Presserat rechnet 2011 mit weniger Beschwerden

Vermutlich um 1200 Beschwerden werden in diesem Jahr wohl eingehen.

Der Deutsche Presserat rechnet für 2011 – trotz medienwirksamer Ereignisse wie dem Amoklauf in Norwegen – mit weniger Beschwerden im Vergleich zum Vorjahr. Das Gremium für Presse-Ethik schätzt, dass im laufenden Jahr etwa 1.200 Beschwerden eingereicht würden. Im Vorjahr hagelte es noch rekordverdächtige 1.661 Negativ-Einreichungen.

2010 erreichte den Presserat vor allem Kritik rund um die Berichterstattung über die Loveparade-Katastrophe im Juli 2010. Auch über das Titelblatt der Satirezeitschrift „Titanic“, das eine Karikatur eines katholischen Geistlichen zeigte, seien knapp 200 Kritiken eingegangen. Trotz der teils umstrittenen Berichterstattung über den Amoklauf in Norwegen habe es solche gravierenden Vorgänge in diesem Jahr noch nicht gegeben, wie Bernd Hilder, Sprecher des Deutschen Presserats, mitteilte. Lediglich 16 Einreichungen kritisierten die Amoklauf-Berichterstattung der Medien bislang, welchen der Presserat teils zustimmte. Im Mittelpunkt der Beschwerden stehe dabei häufig die Veröffentlichung von Fotos sowie die Namen der Opfer. Viele Leser würden darin eine Verletzung des Persönlichkeitsrechts der Toten und eine Belastung für die Hinterbliebenen sehen. Dies sei presseethisch nicht vertretbar. Opfer von Unglücksfällen und Straftaten hätten Anspruch auf einen besonderen Schutz ihres Namens, was der Pressekodex vorschreibt – so der Deutsche Presserat.

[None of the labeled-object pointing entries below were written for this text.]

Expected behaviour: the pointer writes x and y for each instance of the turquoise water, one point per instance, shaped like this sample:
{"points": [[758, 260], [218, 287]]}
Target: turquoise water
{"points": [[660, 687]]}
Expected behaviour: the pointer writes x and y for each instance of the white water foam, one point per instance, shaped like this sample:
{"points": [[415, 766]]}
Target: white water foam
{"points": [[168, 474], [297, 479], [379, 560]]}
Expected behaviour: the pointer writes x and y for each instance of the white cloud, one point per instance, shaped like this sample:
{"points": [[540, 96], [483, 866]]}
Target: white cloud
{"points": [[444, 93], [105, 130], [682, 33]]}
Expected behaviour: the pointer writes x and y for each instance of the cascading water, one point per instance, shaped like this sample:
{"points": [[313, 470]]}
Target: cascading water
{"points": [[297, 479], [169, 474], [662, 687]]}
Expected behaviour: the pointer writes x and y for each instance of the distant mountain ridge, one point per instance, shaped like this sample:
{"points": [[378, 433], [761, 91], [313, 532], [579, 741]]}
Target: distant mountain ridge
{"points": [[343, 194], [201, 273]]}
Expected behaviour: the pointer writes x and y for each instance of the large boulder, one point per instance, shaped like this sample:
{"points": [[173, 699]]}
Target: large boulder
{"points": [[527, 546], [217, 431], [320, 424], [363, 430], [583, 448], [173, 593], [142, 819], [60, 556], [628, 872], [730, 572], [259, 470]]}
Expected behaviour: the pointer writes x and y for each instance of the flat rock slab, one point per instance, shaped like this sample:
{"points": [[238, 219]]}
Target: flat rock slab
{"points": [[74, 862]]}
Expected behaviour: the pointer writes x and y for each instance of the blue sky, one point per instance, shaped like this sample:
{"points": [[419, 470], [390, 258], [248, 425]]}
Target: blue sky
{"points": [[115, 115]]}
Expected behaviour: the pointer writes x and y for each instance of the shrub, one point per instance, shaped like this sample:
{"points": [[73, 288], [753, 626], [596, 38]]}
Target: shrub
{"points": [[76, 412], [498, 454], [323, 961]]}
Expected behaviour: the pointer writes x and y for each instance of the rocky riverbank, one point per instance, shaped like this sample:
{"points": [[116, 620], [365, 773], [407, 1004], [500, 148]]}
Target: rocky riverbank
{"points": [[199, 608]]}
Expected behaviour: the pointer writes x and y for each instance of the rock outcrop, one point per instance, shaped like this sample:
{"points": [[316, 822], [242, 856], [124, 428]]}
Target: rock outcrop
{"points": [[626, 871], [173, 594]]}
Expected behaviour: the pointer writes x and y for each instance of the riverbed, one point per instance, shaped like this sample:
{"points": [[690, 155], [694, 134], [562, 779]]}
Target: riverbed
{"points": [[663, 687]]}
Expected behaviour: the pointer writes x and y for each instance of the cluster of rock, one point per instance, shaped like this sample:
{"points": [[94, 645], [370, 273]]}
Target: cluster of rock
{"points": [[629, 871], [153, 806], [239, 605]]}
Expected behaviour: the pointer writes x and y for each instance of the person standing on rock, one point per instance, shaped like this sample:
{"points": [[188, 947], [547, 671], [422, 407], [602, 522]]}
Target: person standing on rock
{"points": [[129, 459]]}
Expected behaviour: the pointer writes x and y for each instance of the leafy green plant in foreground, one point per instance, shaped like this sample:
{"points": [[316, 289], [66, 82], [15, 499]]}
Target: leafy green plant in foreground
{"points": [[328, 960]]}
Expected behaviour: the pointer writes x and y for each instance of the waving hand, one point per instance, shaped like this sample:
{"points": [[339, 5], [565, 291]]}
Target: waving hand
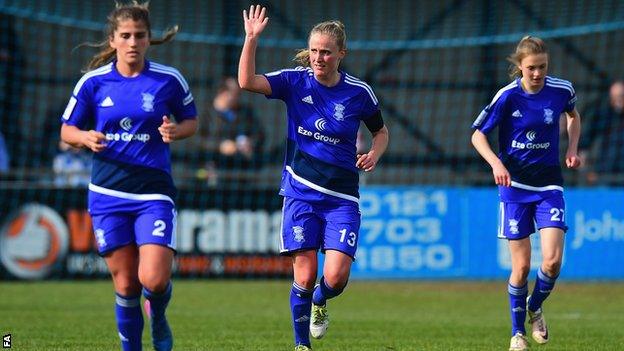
{"points": [[255, 20]]}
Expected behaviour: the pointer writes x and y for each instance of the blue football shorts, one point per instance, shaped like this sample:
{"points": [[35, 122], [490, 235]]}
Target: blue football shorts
{"points": [[153, 223], [518, 220], [320, 225]]}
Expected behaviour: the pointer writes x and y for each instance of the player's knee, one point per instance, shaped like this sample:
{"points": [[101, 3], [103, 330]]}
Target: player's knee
{"points": [[126, 285], [521, 272], [306, 281], [336, 279], [551, 267], [155, 282]]}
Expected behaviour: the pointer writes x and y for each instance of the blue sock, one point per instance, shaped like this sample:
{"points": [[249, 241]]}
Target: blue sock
{"points": [[543, 286], [517, 306], [129, 321], [300, 306], [323, 292], [158, 301]]}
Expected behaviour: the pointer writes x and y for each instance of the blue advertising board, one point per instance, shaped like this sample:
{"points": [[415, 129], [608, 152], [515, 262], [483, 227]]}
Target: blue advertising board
{"points": [[441, 232]]}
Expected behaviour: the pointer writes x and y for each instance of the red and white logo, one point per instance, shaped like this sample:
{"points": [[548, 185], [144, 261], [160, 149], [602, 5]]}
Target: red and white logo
{"points": [[32, 241]]}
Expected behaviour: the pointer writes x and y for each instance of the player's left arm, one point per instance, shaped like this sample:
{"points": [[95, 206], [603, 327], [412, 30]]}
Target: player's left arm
{"points": [[573, 126], [171, 131], [369, 160]]}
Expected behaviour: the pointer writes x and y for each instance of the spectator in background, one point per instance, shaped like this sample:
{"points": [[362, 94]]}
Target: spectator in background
{"points": [[238, 133], [72, 166], [602, 142]]}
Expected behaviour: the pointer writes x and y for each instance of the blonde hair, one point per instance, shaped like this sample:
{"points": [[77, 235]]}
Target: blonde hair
{"points": [[135, 11], [334, 29], [527, 46]]}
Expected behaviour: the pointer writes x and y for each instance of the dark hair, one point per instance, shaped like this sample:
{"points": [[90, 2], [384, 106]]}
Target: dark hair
{"points": [[334, 29], [135, 11], [527, 46]]}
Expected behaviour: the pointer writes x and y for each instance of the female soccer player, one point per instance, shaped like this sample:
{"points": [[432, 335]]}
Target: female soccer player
{"points": [[320, 177], [129, 102], [528, 174]]}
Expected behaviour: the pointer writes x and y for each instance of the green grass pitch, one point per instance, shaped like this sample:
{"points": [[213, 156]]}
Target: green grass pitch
{"points": [[254, 315]]}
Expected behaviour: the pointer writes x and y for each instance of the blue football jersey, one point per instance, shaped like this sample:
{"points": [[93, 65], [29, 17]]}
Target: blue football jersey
{"points": [[322, 131], [528, 135], [135, 165]]}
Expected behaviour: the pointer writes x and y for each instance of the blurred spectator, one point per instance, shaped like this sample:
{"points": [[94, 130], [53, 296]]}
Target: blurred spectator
{"points": [[72, 166], [235, 135], [602, 142]]}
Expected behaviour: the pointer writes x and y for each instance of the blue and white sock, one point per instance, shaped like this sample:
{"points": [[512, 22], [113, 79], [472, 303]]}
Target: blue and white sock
{"points": [[158, 301], [323, 292], [300, 306], [129, 321], [543, 286], [517, 307]]}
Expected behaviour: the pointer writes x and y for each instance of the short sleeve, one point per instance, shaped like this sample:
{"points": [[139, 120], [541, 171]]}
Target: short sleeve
{"points": [[79, 109], [281, 81], [491, 115], [181, 102]]}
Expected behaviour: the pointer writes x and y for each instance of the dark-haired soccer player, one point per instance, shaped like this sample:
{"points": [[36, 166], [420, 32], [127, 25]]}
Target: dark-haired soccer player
{"points": [[528, 174], [129, 102]]}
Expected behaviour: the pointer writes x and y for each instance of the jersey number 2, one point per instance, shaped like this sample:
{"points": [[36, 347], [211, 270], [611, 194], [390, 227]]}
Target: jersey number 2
{"points": [[557, 214], [160, 228], [350, 240]]}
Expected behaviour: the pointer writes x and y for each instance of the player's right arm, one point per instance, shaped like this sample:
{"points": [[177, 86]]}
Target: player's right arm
{"points": [[255, 22], [500, 172], [76, 137]]}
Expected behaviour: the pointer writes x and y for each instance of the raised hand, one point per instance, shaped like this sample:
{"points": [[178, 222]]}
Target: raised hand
{"points": [[255, 20]]}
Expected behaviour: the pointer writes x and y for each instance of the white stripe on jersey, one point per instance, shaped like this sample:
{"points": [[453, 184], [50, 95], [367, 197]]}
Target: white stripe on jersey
{"points": [[500, 92], [96, 72], [129, 196], [275, 73], [70, 108], [281, 243], [354, 81], [157, 67], [567, 87], [320, 188], [535, 188], [560, 82], [501, 220]]}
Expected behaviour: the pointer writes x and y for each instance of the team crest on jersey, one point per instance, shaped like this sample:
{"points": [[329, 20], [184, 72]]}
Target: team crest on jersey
{"points": [[548, 119], [148, 102], [99, 237], [339, 112], [298, 234], [513, 226]]}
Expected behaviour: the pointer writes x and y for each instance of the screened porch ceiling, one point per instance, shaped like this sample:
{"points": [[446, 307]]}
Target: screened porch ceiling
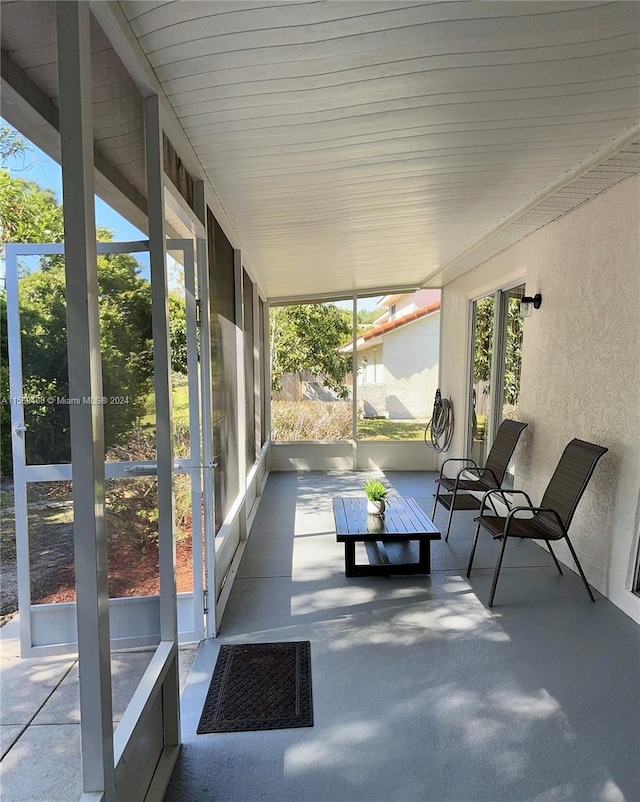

Viele Medien wollten durch Fotos die außergewöhnlich, tragischen Ereignissen personifizieren, damit die Geschichten „menscheln“. Diese Absicht kollidiere allerdings mit dem Persönlichkeitsrecht der Opfer. Nur weil Menschen zufällig Opfer eines schrecklichen Verbrechens oder eines Unglücks würden, sei es nicht gerechtfertigt, automatisch eine identifizierende Berichterstattung über ihre Person zu machen. Das Persönlichkeitsrecht der Opfer stehe weiterhin über dem möglichen Informationsinteresse der Mediennutzer. Das Verwenden von Fotos zur Emotionalisierung sei lediglich ein erweiterndes Element, das jedoch nicht ausschließlich der Information diene.

350 eingegangene Beschwerden wurden bislang als unbegründet zurückgewiesen. Öffentliche Rügen mit Pflicht zur Veröffentlichung in den jeweiligen Medien wurden 34 Mal ausgesprochen. Dazu gab es nicht-öffentliche Rügen und Missbilligungen des Deutschen Presserates.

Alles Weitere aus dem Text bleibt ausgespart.